Normalizing Flow for Density Estimation

hard (<30 mins) pytorch generative normalizing flow
this year by E

Description

Implement a simple 2D Normalizing Flow model. Normalizing Flows transform a simple base distribution (like a Gaussian) into a more complex distribution by applying a sequence of invertible transformations. [1] This allows for both sampling and exact density estimation. Your task is to implement a RealNVP-style coupling layer.

Guidance

A coupling layer splits the input x into two halves, x1 and x2. One half (x1) is passed into two small neural networks to produce a scale s and a translation t. The other half (x2) is then transformed using this s and t.

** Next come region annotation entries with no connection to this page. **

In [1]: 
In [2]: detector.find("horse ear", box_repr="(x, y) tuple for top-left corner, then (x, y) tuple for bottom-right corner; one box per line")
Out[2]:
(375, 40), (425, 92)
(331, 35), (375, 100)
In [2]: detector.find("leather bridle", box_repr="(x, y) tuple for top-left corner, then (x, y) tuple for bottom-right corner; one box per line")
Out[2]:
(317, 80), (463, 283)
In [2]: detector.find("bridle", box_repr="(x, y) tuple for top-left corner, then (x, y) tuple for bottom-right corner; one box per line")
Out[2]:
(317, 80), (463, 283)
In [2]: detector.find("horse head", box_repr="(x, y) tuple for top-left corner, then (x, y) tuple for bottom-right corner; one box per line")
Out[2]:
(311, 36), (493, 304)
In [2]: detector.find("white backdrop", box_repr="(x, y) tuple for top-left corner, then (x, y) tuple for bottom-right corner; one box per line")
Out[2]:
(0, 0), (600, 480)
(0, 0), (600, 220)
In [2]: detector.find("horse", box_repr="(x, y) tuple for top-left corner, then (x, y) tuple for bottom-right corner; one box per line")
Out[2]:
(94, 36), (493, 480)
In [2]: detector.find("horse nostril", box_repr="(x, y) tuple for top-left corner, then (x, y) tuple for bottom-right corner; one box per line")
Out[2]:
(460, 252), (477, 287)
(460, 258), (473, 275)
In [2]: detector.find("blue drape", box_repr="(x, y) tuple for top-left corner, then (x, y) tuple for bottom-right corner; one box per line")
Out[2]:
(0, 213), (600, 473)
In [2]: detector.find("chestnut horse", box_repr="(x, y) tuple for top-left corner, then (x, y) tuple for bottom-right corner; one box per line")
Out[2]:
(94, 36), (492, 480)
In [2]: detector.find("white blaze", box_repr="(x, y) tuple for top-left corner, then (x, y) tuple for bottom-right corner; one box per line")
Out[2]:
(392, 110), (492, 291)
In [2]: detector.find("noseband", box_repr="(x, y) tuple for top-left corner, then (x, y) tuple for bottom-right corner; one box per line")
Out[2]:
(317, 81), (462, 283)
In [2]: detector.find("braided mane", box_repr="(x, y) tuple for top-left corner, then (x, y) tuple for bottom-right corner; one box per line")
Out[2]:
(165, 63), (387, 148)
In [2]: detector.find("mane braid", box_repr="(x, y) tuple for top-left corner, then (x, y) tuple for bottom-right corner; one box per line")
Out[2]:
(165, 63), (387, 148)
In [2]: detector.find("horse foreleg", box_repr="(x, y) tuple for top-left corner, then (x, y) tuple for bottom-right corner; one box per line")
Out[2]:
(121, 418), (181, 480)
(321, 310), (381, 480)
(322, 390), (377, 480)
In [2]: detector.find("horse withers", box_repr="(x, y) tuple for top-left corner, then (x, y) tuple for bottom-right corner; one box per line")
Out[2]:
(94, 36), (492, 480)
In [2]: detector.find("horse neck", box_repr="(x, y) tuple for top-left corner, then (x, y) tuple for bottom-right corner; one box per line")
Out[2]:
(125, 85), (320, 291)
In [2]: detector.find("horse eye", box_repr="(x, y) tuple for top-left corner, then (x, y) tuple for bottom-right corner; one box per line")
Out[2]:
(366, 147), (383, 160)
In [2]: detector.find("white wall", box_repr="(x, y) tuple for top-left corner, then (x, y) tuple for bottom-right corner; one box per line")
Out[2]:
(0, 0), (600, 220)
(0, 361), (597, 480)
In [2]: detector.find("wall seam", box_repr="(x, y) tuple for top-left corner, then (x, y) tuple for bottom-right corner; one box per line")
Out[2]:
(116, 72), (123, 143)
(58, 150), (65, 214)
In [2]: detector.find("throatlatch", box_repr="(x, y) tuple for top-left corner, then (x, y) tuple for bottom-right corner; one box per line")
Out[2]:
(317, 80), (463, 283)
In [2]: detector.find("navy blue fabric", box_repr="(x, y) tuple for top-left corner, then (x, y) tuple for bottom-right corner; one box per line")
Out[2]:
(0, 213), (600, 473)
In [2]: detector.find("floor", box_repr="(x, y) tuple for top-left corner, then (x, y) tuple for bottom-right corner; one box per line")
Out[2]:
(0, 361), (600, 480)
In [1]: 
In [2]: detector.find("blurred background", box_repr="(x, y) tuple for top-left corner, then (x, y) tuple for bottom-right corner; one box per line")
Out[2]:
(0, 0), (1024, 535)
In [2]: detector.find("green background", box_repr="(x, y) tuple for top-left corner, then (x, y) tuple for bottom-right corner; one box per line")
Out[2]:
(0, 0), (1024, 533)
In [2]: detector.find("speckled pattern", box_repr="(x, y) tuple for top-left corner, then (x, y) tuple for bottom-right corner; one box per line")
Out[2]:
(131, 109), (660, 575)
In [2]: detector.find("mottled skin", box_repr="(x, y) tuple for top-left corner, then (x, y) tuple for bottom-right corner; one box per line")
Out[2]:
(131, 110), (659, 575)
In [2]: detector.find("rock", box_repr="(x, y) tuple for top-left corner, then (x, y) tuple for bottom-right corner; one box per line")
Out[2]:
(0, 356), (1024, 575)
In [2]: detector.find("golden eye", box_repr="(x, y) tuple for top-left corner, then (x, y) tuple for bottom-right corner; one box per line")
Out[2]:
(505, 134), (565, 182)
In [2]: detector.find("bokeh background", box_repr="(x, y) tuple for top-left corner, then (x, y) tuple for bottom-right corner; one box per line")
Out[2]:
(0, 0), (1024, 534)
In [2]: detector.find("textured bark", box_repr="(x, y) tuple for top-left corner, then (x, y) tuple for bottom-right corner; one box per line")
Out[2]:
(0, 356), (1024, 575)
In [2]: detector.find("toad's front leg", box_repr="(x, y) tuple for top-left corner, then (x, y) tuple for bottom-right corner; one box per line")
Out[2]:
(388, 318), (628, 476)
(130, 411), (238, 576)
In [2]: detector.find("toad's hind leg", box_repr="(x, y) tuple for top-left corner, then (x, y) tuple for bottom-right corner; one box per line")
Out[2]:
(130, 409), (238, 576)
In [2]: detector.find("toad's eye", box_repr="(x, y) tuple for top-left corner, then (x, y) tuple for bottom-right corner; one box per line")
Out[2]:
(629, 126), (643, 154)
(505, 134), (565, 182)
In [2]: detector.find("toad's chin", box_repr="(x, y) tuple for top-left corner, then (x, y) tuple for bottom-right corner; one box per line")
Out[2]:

The key is that this transformation is easily invertible. You also need to calculate the log-determinant of the Jacobian of this transformation, which for this layer is simply the sum of the s values.

Starter Code

import torch
import torch.nn as nn

class CouplingLayer(nn.Module):
    def __init__(self, input_dim, hidden_dim):
        super().__init__()
        # Define two simple MLPs. Each should take input_dim // 2 inputs
        # and produce input_dim // 2 outputs.
        self.s_net = nn.Sequential(...)
        self.t_net = nn.Sequential(...)

    def forward(self, x):
        # 1. Split x into two halves, x1 and x2.
        # 2. Pass x1 through s_net and t_net to get s and t.
        # 3. Transform x2 using the affine transformation: y2 = x2 * exp(s) + t.
        # 4. The other half, y1, is just x1 (identity transformation).
        # 5. Concatenate y1 and y2 to get the full output y.
        # 6. Calculate the log-determinant of the Jacobian, which is just sum(s).
        # 7. Return the output y and the log-determinant.
        pass

    def inverse(self, y):
        # Implement the reverse transformation to go from y back to x.
        pass

Verification

Stack a few of these coupling layers (alternating which half is transformed). Train the model on a 2D toy dataset (e.g., a moon shape from sklearn.datasets). The goal is to maximize the log-likelihood of the data. After training, you should be able to sample from a standard 2D Gaussian, pass the samples through the inverse function of your flow, and generate points that match the toy dataset's distribution.

References

[1] Dinh, L., Sohl-Dickstein, J., & Bengio, S. (2016). Density estimation using Real NVP.